No one is ever truly prepared for parenting. Even if you think you are, you are likely to still find yourself at the computer at 3am madly ‘Googling’ with your eyes hanging out of your head.
There are so many books and resources available on the do’s and don’ts on parenting , each generally filled with conflicting advice. “Attachment parenting is best” yells one book, “Don’t be a helicopter parent,” shouts another. And sadly, often all we hear is: “You’re not doing enough” or “You’re not doing it right”.
It seems to me that what we need is a definitive guide on the do’s and don’ts on parenting, so once and for all we know precisely how long and when our baby need to sleep, how much and how often they need to eat, and exactly what that little mewling cry means in the middle of the night.
The unfortunate thing is, there is no such thing as the do’s and don’ts on parenting. Such a guide is impossible because there is no ‘one size fits all’ approach to parenting.
Every baby is as individual as their parents, and every situation is equally unique. Instead of seeking the mythical parenting ‘Holy Grail’, it’s important to concentrate on what is best for you and your family, and let go of perfection.
So instead of empty promises of a definitive guide on the do’s and don’ts on parenting, we did some research and found out some common topics that parents turn to ‘Dr Google’ for. We’ve answered them below.
1. How to get baby to sleep
Just when you think you’ve got your baby’s sleep all figured out, it shifts again. Often a baby’s sleep routine alters every few weeks, and then months, for the first year or so. Many do not sleep through the night until they are… well, let’s not go there.
While sticking to a routine can be beneficial, do what works best for you so everyone in the house gets some rest, and don’t be too hard on yourself!
2. Attachment parenting
Attachment parenting is a parenting philosophy that focuses on the parent and baby, maximising their bond with the aim of building stronger relationships.
This parenting style encourages co-sleeping, body-to-body contact and baby wearing, feeding on demand, and minimising the separation between a child and their parents for the first few years.

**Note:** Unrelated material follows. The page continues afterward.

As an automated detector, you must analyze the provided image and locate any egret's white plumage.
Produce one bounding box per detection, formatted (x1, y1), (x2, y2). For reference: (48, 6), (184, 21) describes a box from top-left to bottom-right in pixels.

Attachment parenting is not for everyone, but some people love it. Check out this Blue Room article on attachment parenting for more info.
3. Breastfeeding tips
Just remember, breastfeeding is not always easy, and sometimes it might not work for you and bub. But it is important to seek help, and not beat yourself up if you’re struggling.

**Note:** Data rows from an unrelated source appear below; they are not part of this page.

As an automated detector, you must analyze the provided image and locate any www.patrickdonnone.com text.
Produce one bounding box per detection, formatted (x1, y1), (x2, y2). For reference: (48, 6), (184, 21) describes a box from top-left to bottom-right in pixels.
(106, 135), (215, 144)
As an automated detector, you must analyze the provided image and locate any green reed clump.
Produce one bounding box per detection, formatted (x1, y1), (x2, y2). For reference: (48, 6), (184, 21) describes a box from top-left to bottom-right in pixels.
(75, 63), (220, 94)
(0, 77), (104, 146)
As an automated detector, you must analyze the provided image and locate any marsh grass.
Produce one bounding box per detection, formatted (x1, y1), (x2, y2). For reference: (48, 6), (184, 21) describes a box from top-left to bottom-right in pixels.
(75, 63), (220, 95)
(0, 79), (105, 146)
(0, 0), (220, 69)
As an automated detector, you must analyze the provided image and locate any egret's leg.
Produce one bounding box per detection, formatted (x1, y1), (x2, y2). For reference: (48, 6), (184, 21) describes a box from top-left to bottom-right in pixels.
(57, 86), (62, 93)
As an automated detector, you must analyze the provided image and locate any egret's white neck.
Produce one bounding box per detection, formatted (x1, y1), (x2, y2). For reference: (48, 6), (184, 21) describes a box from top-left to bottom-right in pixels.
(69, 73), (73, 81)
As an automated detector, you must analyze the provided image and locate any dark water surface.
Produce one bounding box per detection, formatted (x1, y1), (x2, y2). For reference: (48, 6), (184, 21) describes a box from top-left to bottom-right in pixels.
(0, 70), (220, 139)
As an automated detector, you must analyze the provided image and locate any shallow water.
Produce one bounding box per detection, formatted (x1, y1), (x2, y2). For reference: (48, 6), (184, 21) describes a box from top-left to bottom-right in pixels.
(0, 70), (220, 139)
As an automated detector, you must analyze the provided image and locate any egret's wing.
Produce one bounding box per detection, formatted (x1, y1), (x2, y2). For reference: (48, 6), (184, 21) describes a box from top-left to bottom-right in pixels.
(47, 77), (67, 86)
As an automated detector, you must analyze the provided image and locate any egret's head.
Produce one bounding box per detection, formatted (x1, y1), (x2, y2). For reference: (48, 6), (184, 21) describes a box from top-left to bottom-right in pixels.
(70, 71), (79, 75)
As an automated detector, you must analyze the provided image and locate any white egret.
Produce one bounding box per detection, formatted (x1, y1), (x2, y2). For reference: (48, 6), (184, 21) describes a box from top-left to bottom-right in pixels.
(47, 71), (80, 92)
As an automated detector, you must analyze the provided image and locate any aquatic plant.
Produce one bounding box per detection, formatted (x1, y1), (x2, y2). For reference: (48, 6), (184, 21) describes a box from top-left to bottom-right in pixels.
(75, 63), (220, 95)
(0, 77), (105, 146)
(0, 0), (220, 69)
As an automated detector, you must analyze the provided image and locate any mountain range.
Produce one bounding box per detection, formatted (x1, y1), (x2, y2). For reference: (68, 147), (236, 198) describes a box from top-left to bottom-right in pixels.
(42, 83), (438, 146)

For some more tips on breastfeeding, check out this Blue Room article on breastfeeding.
4. How to cope with the stress of being a parent
It is often a surprise that something as tiny as a newborn baby can turn your life completely upside down. Lack of sleep, worry you’re not doing things right, sometimes not knowing what to do – it’s not always cuddles and tickles.
Whether it’s your first time or your third time, sometimes the stress of parenting piles upon your shoulders and the days seem endless. There is no shame in asking for help from your partner, a friend or a professional if you’re feeling overwhelmed.For tips on how to manage your new-parent stress, check out this Blue Room article on reducing anxiety.
5. How to raise a child
If only there was one simple answer to this question! Everyone will raise their children slightly differently, and there is no right or wrong. Once the major needs of food, clothes and love are taken care of, it’s all kind of a grey area.

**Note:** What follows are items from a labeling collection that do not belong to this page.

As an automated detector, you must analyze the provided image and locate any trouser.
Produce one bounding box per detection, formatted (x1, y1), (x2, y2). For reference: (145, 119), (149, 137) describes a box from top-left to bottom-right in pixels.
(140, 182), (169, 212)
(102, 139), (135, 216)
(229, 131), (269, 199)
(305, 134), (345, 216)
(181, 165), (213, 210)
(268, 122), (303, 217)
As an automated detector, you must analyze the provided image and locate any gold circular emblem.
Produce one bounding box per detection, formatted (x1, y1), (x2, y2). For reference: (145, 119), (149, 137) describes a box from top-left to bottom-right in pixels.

Learning what is best for you and your child’s wellbeing, happiness, comfort and rhythm will be an ongoing adventure throughout their childhood. To raise a human to be proud of, be the best person you can be, and the rest will hopefully fall into place.
So although, unfortunately, we can’t give you a definitive list of the do’s and don’ts on parenting, we can reassure you that there is no such thing as being a perfect parent—it’s unattainable. Instead, run your own race and concentrate on being a ‘good enough’ parent.